Vicinity Centres is focusing on expanding its presence into factory outlets and has revamped its DFO Homebush site. Photo: Fiona MorrisInvestors will have snapped up more than $2 billion in retail properties before the end of the 2016 financial year and the changing landlords are sparking a round of leasing musical chairs in capital cities.

The assets are popular as they generate large returns not just from tenants’ sales but also car-parking fees, food-court sales and cinema revenue.

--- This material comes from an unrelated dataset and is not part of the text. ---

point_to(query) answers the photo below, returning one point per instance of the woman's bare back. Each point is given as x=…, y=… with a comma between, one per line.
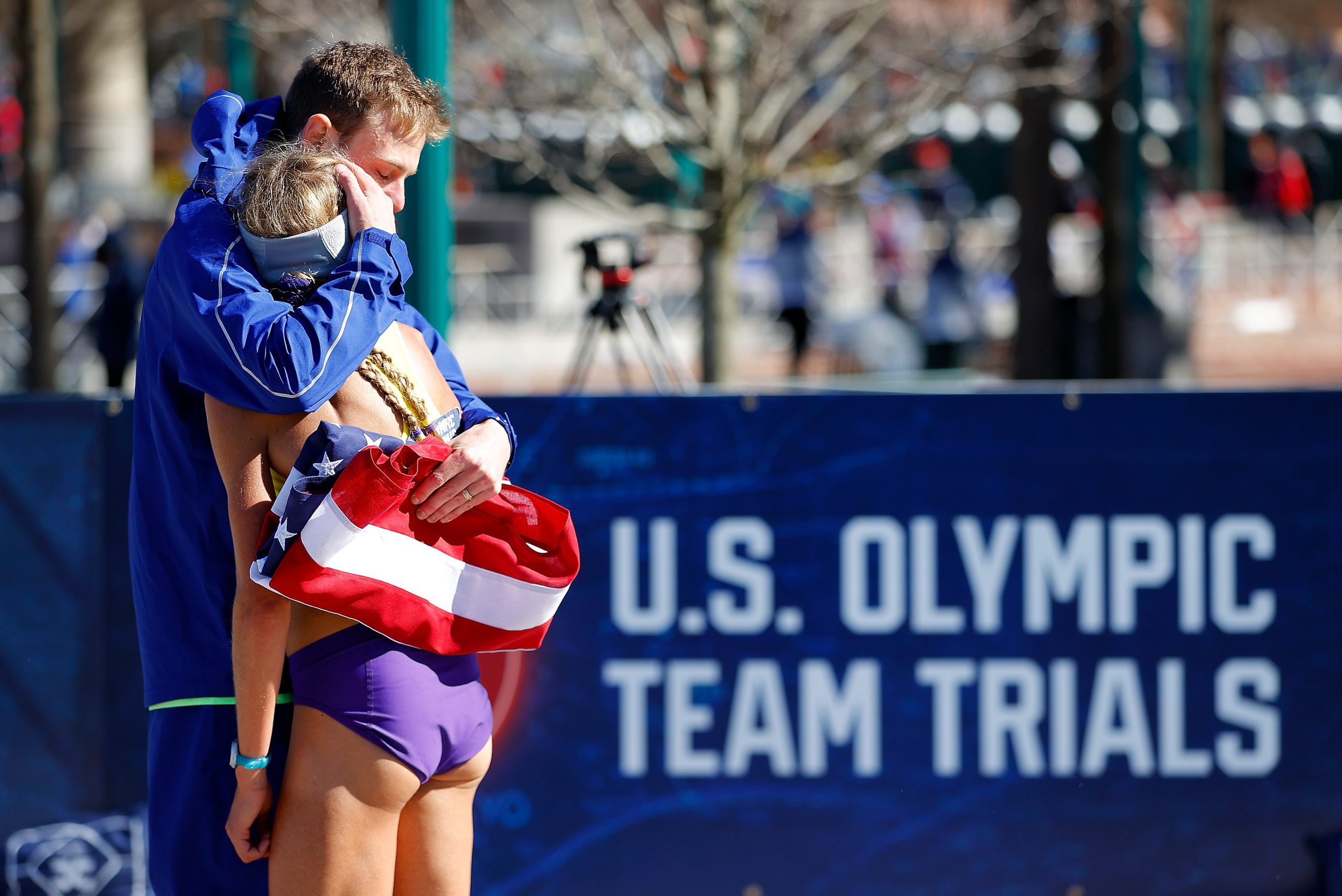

These different revenue streams also help to boost profits when the retailers are facing lower sales due to the unseasonably warm autumn across the country.

Retail experts have said they are are expecting the apparel stores will be forced into an early round of deep discounting in the next few weeks as they try to shift unsold jumpers, coats and boots to make way for spring fashion.

Asset sales range from inner-city sites to suburban-based centres, including the recent sale by Vicinity Centres of $924.6 million of malls in the past few months as part of its strategy to focus on core and development assets.

On Thursday, Vicinity announced it planned to sell a smaller tranche of assets in the coming weeks, consistent with its forecasts for $1.01 billion of disposals.

That includes an in-principle agreement to sell a 25 per cent stake in the Myer Centre Brisbane and a 50 per cent interest in Mornington Central, both to unlisted property fund manager ISPT for $224.6 million.

ISPT holds the other 50 per cent stake in Myer Brisbane.

Vicinity chief executive Angus McNaughton said: “With a range of portfolio-enhancing opportunities available to us through investment in our development pipeline and selective acquisitions, including continued expansion in the Outlet Centre space, we are extending the size of our asset divestment program.”

The site at 345 George Street, Sydney is also set for an upgrade by owner ISPT, while Charter Hall’s 333 George Street  is nearing completion, with National Australia Bank and HSBC securing the ground-level retailing.

Leif Olson, head of retail brokerage and leasing Australia at CBRE, said demand was strong for retail space in the cities as retailers competed for space from new food entrants, international brands, banks and tech giants Microsoft and Apple.

“These changes in owners will spark some tenancy remixing, which will be great for consumers and give CBD retail a boost across the country,” Mr Olson said.

“There is now a focus on George Street in Sydney now that Pitt Street Mall has been completed with the new entrants.”

In Melbourne, T-shirt manufacturer AS Colour has committed to the flagship store at 230 Chapel Street, Prahan.

The 130-square-metre shop was recently vacated by Alpha 60 and leased at $90,000 with a short rent-free period. The leasing deal was brokered by CBRE Melbourne’s Samantha Hunt and Zelman​ Ainsworth.

Mr Ainsworth, CBRE’s head of Victorian retail leasing, said the deal breathed confidence back into Chapel Street after a period of limited notable leasing deals.

He said retailers were refocusing their interest on Chapel Street.

“The confidence from retailers is mostly driven by the massive residential growth in the precinct. Windsor, Prahran and South Yarra are the most highly sought-after suburbs for young professionals,” Mr Ainsworth said. “The developments in the precinct have smaller living areas, which is encouraging residents to fully utilise the cafes, restaurants, grocers and bars in the area.”

CBRE’s Ms Hunt said retailers were noticing a change in the way customers interacted with retail and had been adapting their businesses.